TELOMERASE-TARGET FOR CANCER TREATMENT
Telomeres and telomerase play a role in signalling cellular senescence and in the progression of tumorigenesis, anticancer therapies could be targeted at telomerase. The gene encoding the human RNA component of telomerase has been cloned[27]. Following strategies are available.
A: Obstructing telomerase RNA activity through an antisense oligonucleotide targeted to the template region. Encouragingly, expression of antisense to hTR in an immortal telomerase-expressing cell line resulted in a gradual reduction of telomere length, leading to death of the cells[27].
B: Generation of mutant telomerase RNA.
C: Protein components of telomerase present another viable target for inhibition.

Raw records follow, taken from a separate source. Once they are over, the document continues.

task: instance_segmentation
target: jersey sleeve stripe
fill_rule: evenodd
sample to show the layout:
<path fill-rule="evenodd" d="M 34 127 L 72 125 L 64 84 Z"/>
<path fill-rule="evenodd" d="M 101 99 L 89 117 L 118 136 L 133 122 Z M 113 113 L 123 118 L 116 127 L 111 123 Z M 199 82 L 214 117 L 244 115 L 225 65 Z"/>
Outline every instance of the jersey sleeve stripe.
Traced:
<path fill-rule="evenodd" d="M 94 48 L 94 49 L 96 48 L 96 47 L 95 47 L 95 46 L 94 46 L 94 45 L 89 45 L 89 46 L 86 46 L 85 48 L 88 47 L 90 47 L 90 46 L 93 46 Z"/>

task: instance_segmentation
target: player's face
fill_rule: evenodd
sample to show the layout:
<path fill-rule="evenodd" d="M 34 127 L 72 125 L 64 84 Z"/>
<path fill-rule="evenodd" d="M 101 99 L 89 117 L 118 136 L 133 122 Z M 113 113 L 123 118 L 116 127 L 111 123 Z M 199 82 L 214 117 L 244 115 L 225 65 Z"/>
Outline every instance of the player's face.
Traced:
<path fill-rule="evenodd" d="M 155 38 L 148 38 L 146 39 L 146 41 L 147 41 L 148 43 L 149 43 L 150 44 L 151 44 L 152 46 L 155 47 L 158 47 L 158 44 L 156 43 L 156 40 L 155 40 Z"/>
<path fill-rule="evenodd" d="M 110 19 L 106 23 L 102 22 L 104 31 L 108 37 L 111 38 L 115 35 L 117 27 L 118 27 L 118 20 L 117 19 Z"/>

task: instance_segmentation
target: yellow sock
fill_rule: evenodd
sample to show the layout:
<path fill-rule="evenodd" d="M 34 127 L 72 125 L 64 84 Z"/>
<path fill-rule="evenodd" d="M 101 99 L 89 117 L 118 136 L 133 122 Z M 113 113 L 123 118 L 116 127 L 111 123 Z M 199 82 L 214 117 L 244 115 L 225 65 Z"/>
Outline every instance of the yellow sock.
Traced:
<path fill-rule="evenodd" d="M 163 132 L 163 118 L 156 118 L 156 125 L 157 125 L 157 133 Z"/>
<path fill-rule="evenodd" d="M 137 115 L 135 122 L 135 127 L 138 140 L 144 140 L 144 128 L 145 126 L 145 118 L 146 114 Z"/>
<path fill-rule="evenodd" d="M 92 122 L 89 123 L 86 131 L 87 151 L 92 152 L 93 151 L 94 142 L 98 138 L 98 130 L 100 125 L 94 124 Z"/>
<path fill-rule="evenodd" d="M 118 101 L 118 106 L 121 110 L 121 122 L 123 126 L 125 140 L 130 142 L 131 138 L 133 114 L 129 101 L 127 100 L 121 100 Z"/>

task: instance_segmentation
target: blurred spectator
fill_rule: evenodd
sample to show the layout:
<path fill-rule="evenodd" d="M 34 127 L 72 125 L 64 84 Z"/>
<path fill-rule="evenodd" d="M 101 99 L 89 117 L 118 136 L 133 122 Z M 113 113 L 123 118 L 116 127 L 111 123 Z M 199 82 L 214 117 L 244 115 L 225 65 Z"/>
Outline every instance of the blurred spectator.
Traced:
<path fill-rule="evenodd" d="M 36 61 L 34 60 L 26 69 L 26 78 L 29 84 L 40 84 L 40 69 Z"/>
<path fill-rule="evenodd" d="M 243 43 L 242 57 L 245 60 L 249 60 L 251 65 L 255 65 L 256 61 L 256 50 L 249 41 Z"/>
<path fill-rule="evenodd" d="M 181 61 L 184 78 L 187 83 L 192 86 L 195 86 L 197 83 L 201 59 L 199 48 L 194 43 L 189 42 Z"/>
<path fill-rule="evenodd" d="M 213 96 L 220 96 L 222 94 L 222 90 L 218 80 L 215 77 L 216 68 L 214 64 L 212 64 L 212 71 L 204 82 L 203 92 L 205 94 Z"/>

Telomerase inhibitors may thus provide an effective cancer therapy with no side effects of general cancer therapy in normal somatic cells that lack telomerase expression. A future treatment regimen may include surgical removal of the tumor, followed by combined antitelomerase therapy with conventional radiation and/or chemotherapies. As most cancer cells have much shorter telomeres than the stem cells of renewal tissues, the treatment period could be designed to end prior to stem cell attrition by preserving the replicative abilities to divide stem cells. Thus the effects of inhibiting telomerase activity are likely to eliminate the cancer cells long before telomere lengths in stem cells become limited.